Atlantic City touts rebirth, dreams of an ‘adult district’ for legalized weed enjoyment

Amy S. Rosenberg @amysrosenberg
Here Atlantic City mayor Frank Gilliam during the weed portion of this state of the city speech.
4:26 PM – May 9, 2018
ATLANTIC CITY — On the Atlantic City Expressway, the new billboards are touting June 28 openings for the Hard Rock Hotel & Casino and the Ocean Resort Casino, two mega-casinos that will replace the Trump Taj Mahal and the Revel.
Meanwhile, on Tennessee Avenue on Wednesday, Hard Rock executives won casino licenses from the Casino Control Commission.
And down the Boardwalk, in the faded but magnificent Adrian Phillips ballroom of the Jim Whelan Boardwalk Hall, the mayor of Atlantic City was playing Springsteen, Sinatra, and L.L. Cool J (Don’t call it a comeback/I’ve been here for years), to declare an unusually optimistic State of the City: “We are opening the door to a new era.”
“I feel exuberant,” Mayor Frank Gilliam Jr. said. He said that there would be no tax hike in the city’s budget, and that he was hopeful that legalized marijuana would come to New Jersey, to be enjoyed in his town in an “adult district.”
“We’re looking forward to being one of the municipalities where you can come in and enjoy the plant,” he added.

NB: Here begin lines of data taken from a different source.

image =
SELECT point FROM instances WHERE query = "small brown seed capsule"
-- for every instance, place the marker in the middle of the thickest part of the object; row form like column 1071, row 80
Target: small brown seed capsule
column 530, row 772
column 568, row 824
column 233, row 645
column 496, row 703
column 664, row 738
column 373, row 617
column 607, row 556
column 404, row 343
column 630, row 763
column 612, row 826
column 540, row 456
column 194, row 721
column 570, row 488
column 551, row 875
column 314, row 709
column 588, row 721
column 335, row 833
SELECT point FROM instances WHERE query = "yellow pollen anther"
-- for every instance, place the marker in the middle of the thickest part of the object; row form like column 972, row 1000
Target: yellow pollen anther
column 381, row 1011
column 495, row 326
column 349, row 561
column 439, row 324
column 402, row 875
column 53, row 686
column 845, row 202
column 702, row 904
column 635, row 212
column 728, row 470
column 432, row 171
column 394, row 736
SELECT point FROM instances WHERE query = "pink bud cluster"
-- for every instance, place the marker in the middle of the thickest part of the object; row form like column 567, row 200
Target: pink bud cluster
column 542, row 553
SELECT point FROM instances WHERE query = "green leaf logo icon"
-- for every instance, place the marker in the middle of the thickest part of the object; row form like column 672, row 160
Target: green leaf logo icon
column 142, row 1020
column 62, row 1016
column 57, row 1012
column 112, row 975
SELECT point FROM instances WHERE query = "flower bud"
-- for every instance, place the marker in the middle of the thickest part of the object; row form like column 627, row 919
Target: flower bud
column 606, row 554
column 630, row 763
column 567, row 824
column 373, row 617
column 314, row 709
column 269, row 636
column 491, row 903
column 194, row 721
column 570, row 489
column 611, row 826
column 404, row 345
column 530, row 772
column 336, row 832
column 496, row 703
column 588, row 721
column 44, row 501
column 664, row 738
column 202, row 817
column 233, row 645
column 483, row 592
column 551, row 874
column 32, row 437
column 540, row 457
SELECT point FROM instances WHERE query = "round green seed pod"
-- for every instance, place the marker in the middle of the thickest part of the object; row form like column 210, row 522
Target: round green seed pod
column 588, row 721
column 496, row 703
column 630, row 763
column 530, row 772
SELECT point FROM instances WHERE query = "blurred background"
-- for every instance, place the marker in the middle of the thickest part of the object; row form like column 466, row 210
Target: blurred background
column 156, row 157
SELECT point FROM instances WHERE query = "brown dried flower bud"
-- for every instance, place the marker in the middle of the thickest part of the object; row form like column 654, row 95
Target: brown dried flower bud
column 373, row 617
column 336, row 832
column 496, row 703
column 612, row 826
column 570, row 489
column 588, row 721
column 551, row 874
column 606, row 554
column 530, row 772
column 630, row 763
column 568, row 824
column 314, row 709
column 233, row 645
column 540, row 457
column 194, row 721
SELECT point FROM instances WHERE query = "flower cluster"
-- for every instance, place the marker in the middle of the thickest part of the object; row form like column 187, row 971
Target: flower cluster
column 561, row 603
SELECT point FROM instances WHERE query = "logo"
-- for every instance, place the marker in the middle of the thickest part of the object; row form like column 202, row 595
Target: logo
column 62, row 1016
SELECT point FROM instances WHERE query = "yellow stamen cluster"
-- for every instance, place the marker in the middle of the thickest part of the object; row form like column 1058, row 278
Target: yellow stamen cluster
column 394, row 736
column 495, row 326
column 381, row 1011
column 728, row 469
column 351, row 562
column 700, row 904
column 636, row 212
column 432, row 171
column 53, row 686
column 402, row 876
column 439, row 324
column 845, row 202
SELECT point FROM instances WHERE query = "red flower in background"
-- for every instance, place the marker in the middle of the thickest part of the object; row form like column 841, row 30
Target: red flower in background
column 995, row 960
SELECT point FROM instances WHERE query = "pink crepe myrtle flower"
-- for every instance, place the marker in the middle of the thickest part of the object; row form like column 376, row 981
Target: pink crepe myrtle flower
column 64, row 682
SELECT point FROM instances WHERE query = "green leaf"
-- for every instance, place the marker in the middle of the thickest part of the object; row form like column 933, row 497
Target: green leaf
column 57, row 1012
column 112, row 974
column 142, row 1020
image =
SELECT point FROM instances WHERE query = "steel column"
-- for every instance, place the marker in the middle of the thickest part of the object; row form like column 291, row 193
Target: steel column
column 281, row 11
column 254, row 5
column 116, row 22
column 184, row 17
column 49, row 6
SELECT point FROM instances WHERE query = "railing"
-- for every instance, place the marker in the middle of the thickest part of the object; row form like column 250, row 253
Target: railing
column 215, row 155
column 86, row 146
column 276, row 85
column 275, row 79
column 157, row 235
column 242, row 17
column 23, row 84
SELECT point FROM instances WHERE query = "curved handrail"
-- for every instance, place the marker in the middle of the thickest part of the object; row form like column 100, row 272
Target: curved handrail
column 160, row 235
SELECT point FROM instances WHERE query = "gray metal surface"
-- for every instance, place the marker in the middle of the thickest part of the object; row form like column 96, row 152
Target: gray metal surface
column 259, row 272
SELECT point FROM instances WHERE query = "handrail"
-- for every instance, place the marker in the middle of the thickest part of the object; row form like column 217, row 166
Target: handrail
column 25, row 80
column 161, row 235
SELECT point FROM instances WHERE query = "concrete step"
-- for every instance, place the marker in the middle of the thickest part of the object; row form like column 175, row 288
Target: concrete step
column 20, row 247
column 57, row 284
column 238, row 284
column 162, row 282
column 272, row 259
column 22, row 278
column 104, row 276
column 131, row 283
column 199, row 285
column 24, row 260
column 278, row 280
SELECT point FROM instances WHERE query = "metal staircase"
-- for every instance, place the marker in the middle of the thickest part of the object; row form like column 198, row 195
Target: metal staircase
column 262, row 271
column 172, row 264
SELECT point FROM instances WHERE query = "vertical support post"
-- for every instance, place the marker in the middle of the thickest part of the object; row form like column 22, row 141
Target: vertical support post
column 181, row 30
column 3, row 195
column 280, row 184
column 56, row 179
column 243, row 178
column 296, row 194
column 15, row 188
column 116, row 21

It was a pointed bookend to the State of the City speech given in 2015, following the closures of four casinos in 2014, when Gilliam’s predecessor, Don Guardian, woke up to news that a unit of Caesars Entertainment had filed for bankruptcy.
“At least we’re not Detroit,” Guardian said, and then saw himself presiding over a city that teetered on the edge of bankruptcy and state oversight not unlike Detroit.